Pub Date : 2024-07-05DOI: 10.1109/TNS.2024.3424201
Ivan Slipukhin;Andrea Coronetti;Rubén García Alía;Frédéric Saigné;Jérôme Boch;Luigi Dilillo;Ygor Q. Aguiar;Carlo Cazzaniga;Maria Kastriotou;Torran Dodd
System-level testing of electronics is an affordable method of assessment of the performance of complete electronic systems designed for applications in the radiation environment. Compared to component-level testing, system-level test offers a much smaller degree of observability about the performance of particular system elements. The information received during the irradiation of a system might be therefore not sufficient for the identification of every system under test (SUT) malfunction. As a consequence, no action might be taken to recover the system operation while certain parts of its functionality would be lost due to the radiation-induced effects. This can lead to the incorrect execution of the system-level test and improper conclusions about radiation-induced effects.
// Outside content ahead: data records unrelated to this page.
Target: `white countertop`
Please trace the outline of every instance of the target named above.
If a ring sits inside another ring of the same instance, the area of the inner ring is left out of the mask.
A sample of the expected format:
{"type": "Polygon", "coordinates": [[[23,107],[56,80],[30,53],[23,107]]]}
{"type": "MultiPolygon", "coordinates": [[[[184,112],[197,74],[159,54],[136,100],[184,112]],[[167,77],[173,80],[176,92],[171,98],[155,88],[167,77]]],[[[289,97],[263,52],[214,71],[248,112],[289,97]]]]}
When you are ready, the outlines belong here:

The present paper demonstrates a method allowing an efficient identification of system-level failures based on the system total current consumption monitoring. The proposed technique can be easily implemented with common instrumentation and at the same time provides valuable feedback on SUT operation. The retrieved current consumption information can be used to identify system failures that may be not observable through the communication channels that are by default included in the tested setup. Furthermore, the posttest analysis can be performed on the collected data to investigate the SUT condition along the complete timeline of its irradiation. The verification of the proposed method was performed during the qualification test of a system designed for applications at the high-energy particle accelerator facility.
电子产品的系统级测试是评估为辐射环境应用而设计的完整电子系统性能的一种经济实惠的方法。与元件级测试相比,系统级测试对特定系统元件性能的可观测性要小得多。因此,系统辐照期间获得的信息可能不足以识别每个被测系统(SUT)的故障。因此,可能不会采取任何措施来恢复系统运行,而系统的某些部分功能却会因辐射引起的影响而丧失。这可能会导致系统级测试的错误执行,以及对辐射诱发效应得出不恰当的结论。本文展示了一种基于系统总电流消耗监测的系统级故障有效识别方法。所提出的技术可以通过普通仪器轻松实现,同时还能提供有关 SUT 运行情况的宝贵反馈。检索到的电流消耗信息可用于识别系统故障,这些故障可能无法通过通信通道观测到,而通信通道默认包含在测试设置中。此外,还可以对收集到的数据进行测试后分析,以调查 SUT 在整个辐照时间段内的状况。在对一个为高能粒子加速器应用而设计的系统进行鉴定测试时,对所提出的方法进行了验证。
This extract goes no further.